Option B — No API Keys (Offline Mode)

Set EMBEDDING_PROVIDER=local in your .env file. The system will use a built-in TF-IDF embedding model. Quality will be lower but it works 100% offline. You still need an Anthropic key for LLM answers though.


Installation

Step 1 — Clone the Repository

git clone https://github.com/MayurS23/ai-codebase-intelligence.git
cd ai-codebase-intelligence

Step 2 — Run the Setup Script (Windows)

setup.bat

This will automatically:

  • Create a Python virtual environment (.venv)
  • Install all dependencies from requirements.txt
  • Create your .env file from the template
  • Create required data directories

Step 3 — Configure Your API Keys

Open the .env file in VS Code and fill in your keys:

# ── LLM (Required for answering questions) ──────────────
ANTHROPIC_API_KEY=sk-ant-your-key-here

# ── Embeddings (Required for semantic search) ────────────
EMBEDDING_PROVIDER=openai
OPENAI_API_KEY=sk-your-key-here

# ── Or use local embeddings (no OpenAI key needed) ───────
# EMBEDDING_PROVIDER=local

# ── These defaults work fine, no need to change ──────────
LLM_MODEL=claude-sonnet-4-20250514
EMBEDDING_MODEL=text-embedding-3-small
CHROMA_PERSIST_DIR=./data/chromadb
REPOS_DIR=./data/repos
MAX_FILE_SIZE_KB=500
API_HOST=0.0.0.0
API_PORT=8000

Save the file with Ctrl+S.

Step 4 — Verify Installation (Run Tests)

run_tests.bat

You should see:

50 passed in ~11s

If all 50 tests pass, your installation is complete.


Running the Application

You need two terminals open at the same time.

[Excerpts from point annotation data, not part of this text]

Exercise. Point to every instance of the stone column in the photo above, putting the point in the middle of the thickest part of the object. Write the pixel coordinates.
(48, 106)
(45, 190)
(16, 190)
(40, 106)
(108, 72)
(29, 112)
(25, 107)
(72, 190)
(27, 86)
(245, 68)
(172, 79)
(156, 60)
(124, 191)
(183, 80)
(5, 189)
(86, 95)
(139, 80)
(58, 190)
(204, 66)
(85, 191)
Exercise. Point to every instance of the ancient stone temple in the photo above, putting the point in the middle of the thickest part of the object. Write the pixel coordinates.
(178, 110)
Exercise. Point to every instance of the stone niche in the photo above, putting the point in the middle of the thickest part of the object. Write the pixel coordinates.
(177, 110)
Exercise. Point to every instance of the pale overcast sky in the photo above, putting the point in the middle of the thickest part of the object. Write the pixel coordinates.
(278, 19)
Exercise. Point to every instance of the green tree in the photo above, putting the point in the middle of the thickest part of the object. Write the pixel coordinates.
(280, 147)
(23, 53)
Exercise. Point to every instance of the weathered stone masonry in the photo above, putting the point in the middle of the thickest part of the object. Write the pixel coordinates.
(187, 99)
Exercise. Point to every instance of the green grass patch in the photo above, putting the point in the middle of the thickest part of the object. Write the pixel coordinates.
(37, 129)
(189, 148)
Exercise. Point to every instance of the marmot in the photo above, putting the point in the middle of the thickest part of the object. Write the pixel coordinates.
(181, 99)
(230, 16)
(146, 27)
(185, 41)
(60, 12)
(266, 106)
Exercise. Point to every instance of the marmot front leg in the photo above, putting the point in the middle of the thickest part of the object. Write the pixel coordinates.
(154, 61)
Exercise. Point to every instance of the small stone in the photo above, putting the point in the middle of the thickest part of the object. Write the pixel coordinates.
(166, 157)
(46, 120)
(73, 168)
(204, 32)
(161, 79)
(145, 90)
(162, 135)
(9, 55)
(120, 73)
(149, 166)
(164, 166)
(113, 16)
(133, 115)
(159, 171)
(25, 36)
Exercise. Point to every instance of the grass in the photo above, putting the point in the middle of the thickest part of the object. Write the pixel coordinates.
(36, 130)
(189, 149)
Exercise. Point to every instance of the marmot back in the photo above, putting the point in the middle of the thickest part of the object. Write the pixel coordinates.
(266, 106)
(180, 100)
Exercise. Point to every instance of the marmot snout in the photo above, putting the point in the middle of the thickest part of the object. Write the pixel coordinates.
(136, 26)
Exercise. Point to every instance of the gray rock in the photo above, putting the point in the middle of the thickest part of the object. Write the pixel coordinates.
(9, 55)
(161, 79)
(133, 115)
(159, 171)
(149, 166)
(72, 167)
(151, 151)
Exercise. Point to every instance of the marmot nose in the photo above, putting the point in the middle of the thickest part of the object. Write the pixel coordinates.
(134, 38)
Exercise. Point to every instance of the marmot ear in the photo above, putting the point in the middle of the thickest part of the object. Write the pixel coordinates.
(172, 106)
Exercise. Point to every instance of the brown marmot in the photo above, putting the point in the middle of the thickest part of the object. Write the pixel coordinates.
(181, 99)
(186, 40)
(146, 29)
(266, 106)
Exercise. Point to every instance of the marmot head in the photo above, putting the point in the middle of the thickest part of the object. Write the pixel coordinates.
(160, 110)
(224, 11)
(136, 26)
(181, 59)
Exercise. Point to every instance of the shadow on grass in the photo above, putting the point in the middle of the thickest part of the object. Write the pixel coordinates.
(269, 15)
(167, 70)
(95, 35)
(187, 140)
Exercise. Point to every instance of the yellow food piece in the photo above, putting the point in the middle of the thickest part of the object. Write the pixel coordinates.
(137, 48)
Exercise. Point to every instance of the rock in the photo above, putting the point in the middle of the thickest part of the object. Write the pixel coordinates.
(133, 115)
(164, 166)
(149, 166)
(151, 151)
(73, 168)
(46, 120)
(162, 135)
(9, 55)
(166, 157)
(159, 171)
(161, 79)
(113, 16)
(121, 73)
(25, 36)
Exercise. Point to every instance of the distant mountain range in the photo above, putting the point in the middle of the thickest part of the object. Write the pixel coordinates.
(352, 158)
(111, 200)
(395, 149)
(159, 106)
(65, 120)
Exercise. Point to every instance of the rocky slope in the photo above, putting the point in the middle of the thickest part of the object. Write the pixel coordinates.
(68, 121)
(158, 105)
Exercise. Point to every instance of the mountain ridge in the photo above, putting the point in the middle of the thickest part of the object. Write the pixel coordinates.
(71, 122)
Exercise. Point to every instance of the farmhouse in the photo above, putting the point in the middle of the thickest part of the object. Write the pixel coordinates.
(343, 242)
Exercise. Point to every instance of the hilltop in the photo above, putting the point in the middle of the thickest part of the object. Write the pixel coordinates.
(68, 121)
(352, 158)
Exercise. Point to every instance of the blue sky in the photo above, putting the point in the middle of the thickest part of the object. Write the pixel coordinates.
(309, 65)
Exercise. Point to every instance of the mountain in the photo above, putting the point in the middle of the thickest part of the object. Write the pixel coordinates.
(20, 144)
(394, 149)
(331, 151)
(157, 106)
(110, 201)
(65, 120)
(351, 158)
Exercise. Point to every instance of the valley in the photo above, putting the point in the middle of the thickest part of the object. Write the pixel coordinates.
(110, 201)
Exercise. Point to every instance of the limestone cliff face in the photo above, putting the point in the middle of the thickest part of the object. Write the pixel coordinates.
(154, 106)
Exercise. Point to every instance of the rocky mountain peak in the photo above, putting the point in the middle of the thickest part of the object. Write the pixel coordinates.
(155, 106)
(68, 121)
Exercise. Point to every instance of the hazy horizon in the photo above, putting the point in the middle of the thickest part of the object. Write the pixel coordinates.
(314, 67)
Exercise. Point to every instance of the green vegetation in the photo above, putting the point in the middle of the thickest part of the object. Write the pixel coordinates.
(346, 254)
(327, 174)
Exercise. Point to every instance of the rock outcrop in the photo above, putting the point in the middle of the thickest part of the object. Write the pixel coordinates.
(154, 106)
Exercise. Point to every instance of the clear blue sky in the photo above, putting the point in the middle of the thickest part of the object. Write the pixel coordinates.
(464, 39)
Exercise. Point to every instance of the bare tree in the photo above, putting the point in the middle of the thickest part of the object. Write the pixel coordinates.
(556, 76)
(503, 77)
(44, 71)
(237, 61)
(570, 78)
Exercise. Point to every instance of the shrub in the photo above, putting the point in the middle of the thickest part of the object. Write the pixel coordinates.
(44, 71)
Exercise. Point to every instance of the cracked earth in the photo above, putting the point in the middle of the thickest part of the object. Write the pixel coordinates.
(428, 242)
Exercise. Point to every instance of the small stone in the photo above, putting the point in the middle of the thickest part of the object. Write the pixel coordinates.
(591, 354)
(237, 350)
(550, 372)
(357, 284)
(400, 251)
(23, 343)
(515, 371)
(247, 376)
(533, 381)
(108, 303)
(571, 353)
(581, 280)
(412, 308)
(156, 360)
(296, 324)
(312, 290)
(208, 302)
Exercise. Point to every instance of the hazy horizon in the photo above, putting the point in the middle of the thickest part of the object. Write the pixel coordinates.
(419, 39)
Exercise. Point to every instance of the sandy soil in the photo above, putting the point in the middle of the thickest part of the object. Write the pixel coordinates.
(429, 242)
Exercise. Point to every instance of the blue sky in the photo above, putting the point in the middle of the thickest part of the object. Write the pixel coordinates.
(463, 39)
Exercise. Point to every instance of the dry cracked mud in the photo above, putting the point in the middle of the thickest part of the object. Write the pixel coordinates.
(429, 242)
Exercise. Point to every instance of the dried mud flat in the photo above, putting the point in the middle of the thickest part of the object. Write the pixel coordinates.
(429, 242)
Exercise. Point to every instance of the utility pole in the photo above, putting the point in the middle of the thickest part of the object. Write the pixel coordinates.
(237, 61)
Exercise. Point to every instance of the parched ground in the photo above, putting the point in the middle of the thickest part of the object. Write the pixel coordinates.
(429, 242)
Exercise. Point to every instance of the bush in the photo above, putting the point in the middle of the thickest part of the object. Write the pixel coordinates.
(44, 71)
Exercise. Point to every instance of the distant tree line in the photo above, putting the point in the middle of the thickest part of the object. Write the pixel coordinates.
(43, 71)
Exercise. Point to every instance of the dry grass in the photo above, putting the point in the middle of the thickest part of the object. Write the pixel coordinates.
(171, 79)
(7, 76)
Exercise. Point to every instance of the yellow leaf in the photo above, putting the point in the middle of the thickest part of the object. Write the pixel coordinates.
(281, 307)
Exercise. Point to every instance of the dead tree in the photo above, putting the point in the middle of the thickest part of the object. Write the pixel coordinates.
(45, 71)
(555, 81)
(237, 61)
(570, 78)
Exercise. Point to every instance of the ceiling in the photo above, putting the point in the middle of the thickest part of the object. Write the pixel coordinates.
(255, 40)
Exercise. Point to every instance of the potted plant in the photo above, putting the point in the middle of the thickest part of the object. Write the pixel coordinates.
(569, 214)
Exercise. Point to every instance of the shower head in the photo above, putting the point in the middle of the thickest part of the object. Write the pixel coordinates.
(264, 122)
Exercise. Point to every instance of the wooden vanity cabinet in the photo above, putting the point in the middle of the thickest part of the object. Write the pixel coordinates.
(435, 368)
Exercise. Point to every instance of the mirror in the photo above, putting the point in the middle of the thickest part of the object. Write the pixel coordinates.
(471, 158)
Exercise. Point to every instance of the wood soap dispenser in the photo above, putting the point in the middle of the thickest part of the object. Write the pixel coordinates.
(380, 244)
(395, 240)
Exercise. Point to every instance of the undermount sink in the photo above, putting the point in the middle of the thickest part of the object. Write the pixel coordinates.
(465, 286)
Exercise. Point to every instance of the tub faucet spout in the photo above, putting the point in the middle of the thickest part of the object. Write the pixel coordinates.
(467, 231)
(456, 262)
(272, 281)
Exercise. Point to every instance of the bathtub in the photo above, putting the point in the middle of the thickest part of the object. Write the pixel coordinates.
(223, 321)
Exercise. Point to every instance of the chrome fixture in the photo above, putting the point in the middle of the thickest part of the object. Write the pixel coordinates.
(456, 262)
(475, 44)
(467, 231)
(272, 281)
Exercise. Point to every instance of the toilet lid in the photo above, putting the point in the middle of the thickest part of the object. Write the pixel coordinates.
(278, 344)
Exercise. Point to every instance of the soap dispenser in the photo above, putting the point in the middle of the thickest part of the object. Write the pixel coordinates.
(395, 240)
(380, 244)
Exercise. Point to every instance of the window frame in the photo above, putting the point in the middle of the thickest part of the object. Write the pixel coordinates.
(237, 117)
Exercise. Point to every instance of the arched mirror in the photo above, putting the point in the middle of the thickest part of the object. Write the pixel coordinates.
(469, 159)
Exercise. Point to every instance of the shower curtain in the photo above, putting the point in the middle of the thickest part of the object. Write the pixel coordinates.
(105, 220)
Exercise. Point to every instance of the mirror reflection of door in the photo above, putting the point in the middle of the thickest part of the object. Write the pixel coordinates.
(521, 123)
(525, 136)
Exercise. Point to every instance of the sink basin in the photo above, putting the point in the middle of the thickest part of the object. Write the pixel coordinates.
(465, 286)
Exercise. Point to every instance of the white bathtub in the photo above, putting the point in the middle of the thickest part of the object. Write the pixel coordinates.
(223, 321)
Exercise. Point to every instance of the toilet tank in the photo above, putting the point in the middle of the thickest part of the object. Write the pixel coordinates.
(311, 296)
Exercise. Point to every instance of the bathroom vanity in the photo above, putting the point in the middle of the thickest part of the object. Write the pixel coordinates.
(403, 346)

Terminal 1 — Start the Backend API

start_backend.bat

You should see:

INFO:     Uvicorn running on http://0.0.0.0:8000 (Press CTRL+C to quit)
INFO:     Application startup complete.

Visit http://localhost:8000/docs to see the interactive API documentation.

Terminal 2 — Start the Frontend UI

start_frontend.bat

You should see:

You can now view your Streamlit app in your browser.
Local URL: http://localhost:8501

Open the App

Go to http://localhost:8501 in your browser. 🎉


Using the Application

1. Ingest a Repository

In the sidebar on the left:

  1. Paste any GitHub URL, for example:
    https://github.com/pallets/flask
    
  2. Click ** Ingest Repository**
  3. Wait for processing (1–5 minutes depending on repo size)
  4. You'll see metrics: files scanned, units parsed, chunks stored

2. Ask Questions (Tab 1 — Ask Questions)

Type any question about the codebase:

How does routing work?
Where is the database connection handled?
What does the application factory do?
Which files are involved in request handling?
Explain the templating system

The system will return:

  • A detailed answer with code references
  • The source files it used to generate the answer
  • Call graph context

3. Trace Execution Flow (Tab 2 — Trace Flow)

Enter a function name like full_dispatch_request and click Trace Flow.

You'll see the complete execution path:

→ full_dispatch_request  [app.py]
  → dispatch_request  [app.py]
    → ensure_sync  [app.py]
      → view_function  [views.py]

4. Architecture Overview (Tab 3 — Architecture)

Click Generate Architecture Analysis to get a full system overview including:

  • What kind of application it is
  • Main modules and their responsibilities
  • How modules interact
  • Entry points
  • Design patterns used

5. Graph Explorer (Tab 4 — Graph Explorer)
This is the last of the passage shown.